Asics has used the late spring window to release the Magic Speed 4, an update that finally answers the awkward question of how the Japanese brand fits between its Novablast daily trainers and its Metaspeed racing line. The 4 keeps the FF Turbo midsole and full-length carbon plate of the previous generation but ships at a noticeably revised geometry, with a softer initial bite, a higher stack and a $170/£170 price tag that puts it directly opposite the Hoka Mach X 3, the New Balance Rebel V5 and the Puma Deviate Nitro Elite 4 on the daily-carbon-trainer shelf.

Reviewers at Running Warehouse, Believe in the Run and Road Trail Run all describe the Magic Speed 4 as the version that escapes the in-between feel of the 3. The carbon plate is more deeply embedded than in earlier editions and the upper has been pulled tighter at the midfoot, giving the foot a stable platform when the FF Turbo flexes through toe-off. Asics has held the weight at roughly 8.3 ounces in a US men's 9 — a few grams heavier than the Magic Speed 3 — but the extra mass is in the cushioning rather than the plate, which keeps the shoe responsive at threshold paces.

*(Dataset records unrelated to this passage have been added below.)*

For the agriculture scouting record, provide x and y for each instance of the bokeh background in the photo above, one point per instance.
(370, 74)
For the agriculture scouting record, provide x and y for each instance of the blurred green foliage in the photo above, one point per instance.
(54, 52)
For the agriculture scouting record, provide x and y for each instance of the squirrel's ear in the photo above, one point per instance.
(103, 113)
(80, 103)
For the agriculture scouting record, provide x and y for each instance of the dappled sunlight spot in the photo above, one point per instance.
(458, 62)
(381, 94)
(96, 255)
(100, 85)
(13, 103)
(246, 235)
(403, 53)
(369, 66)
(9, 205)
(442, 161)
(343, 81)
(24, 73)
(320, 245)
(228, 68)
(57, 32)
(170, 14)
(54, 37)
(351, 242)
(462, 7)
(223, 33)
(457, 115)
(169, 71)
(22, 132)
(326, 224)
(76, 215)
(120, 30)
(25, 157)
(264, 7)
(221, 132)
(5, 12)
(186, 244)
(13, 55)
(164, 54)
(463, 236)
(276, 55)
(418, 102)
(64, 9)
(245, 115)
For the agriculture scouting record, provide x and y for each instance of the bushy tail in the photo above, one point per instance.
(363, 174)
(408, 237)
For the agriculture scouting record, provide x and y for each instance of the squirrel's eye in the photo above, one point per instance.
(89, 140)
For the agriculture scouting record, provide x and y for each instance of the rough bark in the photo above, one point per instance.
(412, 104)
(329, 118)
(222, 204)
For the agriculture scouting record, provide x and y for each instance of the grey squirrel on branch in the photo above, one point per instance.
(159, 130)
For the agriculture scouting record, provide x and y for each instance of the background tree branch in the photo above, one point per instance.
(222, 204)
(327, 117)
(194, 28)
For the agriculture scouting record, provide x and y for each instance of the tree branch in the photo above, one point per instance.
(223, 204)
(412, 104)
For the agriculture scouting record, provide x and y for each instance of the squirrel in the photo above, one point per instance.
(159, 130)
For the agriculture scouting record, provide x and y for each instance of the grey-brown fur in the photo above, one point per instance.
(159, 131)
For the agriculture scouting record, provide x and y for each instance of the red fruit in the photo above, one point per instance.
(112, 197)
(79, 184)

Where the Magic Speed 4 separates itself from the daily-carbon-trainer category is in workout durability. Runners testing the shoe across long mile repeats and tempo runs of an hour or more reported less midsole pack-out than the Hoka Mach X 3 or the Puma Deviate Nitro Elite 4, both of which have been criticised for losing energy return after roughly 250 miles. The Asics-developed FF Turbo, a peba-blended foam that first appeared in the Metaspeed Sky Paris, holds up under repeated workouts even when the foam underneath the plate compresses. Multiple reviewers reported using a single pair across a full marathon training block.

The shoe is not without trade-offs. The same firmness that makes the Magic Speed 4 durable also makes it less comfortable at slow recovery paces, where the carbon plate catches the foot and the tongue can bunch through softer warm-ups. Reviewers cautioned heavier runners and overpronators away from the model, since the carbon plate sits in the centre of the shoe with no medial guidance. As a tempo and workout shoe for runners with a midfoot or forefoot strike, however, the Magic Speed 4 is the most complete carbon-plated training shoe Asics has produced. The brand confirmed it would be available in three colourways from May 2026, with a women's-specific last on the launch calendar for autumn.

For Asics, the Magic Speed 4 closes a gap in a lineup that, after the Metaspeed Sky and Edge Tokyo updates, has been criticised for being thin in the middle ranges. The Novablast 5 lives in the do-everything daily trainer slot, the Superblast 3 sits as a long-run cruiser, and the Magic Speed 4 now slots cleanly between the two, oriented toward the workout day. Asics has held back from the bigger marketing campaigns it ran around the Metaspeed Tokyo Paris launches, but reviewer consensus suggests the Magic Speed 4 may end up the most-recommended carbon-plated trainer of 2026 — quietly the volume seller for a brand that has made the back half of its rotation matter again.